Les principaux pays d’accueil
Dans l’ordre, ce sont l’Allemagne, la France, le Royaume-Uni, l’Italie et l’Espagne qui accueillent le plus grand nombre de migrants (plus de sept millions pour la première et plus d’un million pour les dernières). Suivent les Pays-Bas, la Belgique, la Grèce, l’Autriche, la Lettonie (entre 500 000 et un million).
Dans chaque pays, on affiche la volonté de limiter l’entrée des étrangers en réponse à des opinions publiques souvent inquiètes. On notera certaines particularités. Ainsi le Royaume-Uni et la France ont-ils affaire à des migrants venus de leurs anciennes colonies (entre autres Inde, Pakistan et Jamaïque pour le Royaume-Uni). En Allemagne, le lien fort qui unit ce pays à la Turquie a généré l’établissement de nombreux ressortissants turcs et kurdes. Signalons aussi la nouveauté que représente la venue de migrants sur leurs sols pour des nations telles que l’Italie et l’Espagne, d’où partirent des millions d’émigrants au cours du XXe siècle.

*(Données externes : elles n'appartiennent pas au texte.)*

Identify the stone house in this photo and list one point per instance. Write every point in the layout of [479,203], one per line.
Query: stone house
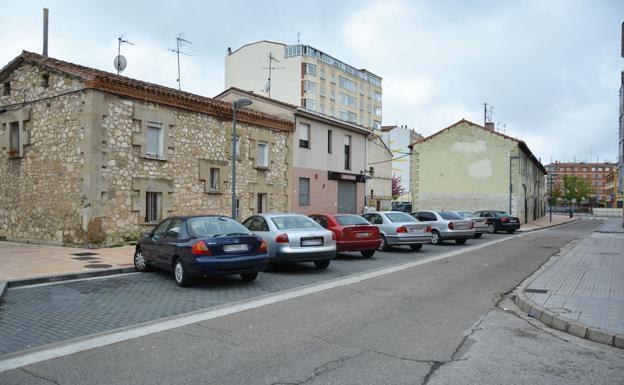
[93,158]
[471,167]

Les politiques migratoires en Union européenne
Chaque pays a sa propre législation. Un peu partout, on restreint le droit d’asile. Pour les migrants clandestins, on hésite entre des campagnes de régularisations massives et la publication de directives ordonnant le règlement des situations au cas par cas. On s’interroge aussi sur les conditions d’accession à la nationalité du pays d’accueil, qui ont tendance à se durcir dans certains pays comme la France.
L’espace Schengen
La réglementation européenne institue la nécessité d’avoir en sa possession un visa pour pénétrer dans l’espace Schengen qui comprend l’Allemagne, l’Autriche, la Belgique, le Danemark, l’Espagne, la Finlande, la France, la Grèce, l’Italie, le Luxembourg, les Pays-Bas, le Portugal et la Suède, auxquels sont associées la Norvège et l’Islande. Une fois à l’intérieur de cet espace, il y a liberté de mouvement sauf cas spéciaux et lors de troubles nationaux ou internationaux. Cela dit, les contrôles volants ne sont pas abolis et un système d’information Schengen (SIS), autrement dit un fichier commun, recense les personnes recherchées. Le déplacement des frontières à proximité des limites de l’espace Schengen a généré des concentrations de migrants en certains points.
Points de passage
Plusieurs sites ou zones font figure de portes d’entrée en Europe. Les médias les évoquent régulièrement en raison d’événements dramatiques.
En mer Adriatique, dans le détroit de Gibraltar et dans les îles Canaries affluent en effet des migrants dans des conditions catastrophiques. Dans toute l’Europe centrale se pressent également des candidats à l’exil, mais la longueur de la frontière est telle que les entrées sont moins visibles. Venus de l’ex-Union soviétique, d’Afrique, de l’Extrême ou du Moyen-Orient, tous les migrants ont pour point commun de chercher à trouver un meilleur sort en Europe occidentale. Mais bon nombre d’entre eux, comme un siècle auparavant, ont pour projet de joindre l’Amérique du Nord. La Grande-Bretagne est l’un des points de départ les plus courus. C’est pour cette raison que beaucoup de migrants se concentrent continuellement dans le port de Calais et ses environs (Sangatte).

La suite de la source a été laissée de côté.